Quantum critical properties of Bose-Hubbard models

TL;DR

This paper investigates quantum critical properties of the Bose-Hubbard model at the Mott insulator-to-superfluid transition, using advanced numerical methods to analyze phase boundaries and correlation functions in various lattice geometries.

Contribution

It introduces a combined high-order perturbation and hypergeometric analytic continuation approach to accurately characterize phase boundaries and critical exponents in Bose-Hubbard models.

Findings

Confirmed the divergence exponent inequality for correlation functions.

Provided precise parametrizations of phase boundaries at Mott lobe tips.

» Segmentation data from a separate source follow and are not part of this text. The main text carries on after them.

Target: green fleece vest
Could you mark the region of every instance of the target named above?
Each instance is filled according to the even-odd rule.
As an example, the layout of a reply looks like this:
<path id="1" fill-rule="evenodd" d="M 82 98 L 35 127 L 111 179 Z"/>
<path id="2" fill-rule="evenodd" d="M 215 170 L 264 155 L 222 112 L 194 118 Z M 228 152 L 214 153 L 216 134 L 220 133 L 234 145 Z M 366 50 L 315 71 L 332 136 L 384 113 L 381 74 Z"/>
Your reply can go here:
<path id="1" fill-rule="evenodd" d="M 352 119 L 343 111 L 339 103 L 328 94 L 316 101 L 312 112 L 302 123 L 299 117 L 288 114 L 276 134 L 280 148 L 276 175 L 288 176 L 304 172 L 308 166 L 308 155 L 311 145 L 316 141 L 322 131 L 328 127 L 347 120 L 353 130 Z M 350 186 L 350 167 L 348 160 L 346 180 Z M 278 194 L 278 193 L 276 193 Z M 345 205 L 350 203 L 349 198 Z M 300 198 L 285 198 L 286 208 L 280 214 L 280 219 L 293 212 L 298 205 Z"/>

Supported the criticality condition sharpening the inequality to equality.

Abstract

The Mott insulator-to-superfluid transition exhibited by the Bose-Hubbard model on a two-dimensional square lattice occurs for any value of the chemical potential, but becomes critical at the tips of the so-called Mott lobes only. Employing a numerical approach based on a combination of high-order perturbation theory and hypergeometric analytic continuation we investigate how quantum critical properties manifest themselves in computational practice. We consider two-dimensional triangular lattices and three-dimensional cubic lattices for comparison, providing accurate parametrizations of the phase boundaries at the tips of the respective first lobes. In particular, we lend strong support to a recently suggested inequality which bounds the divergence exponent of the one-particle correlation function in terms of that of the two-particle correlation function, and which sharpens to an equality if and only if a system becomes critical.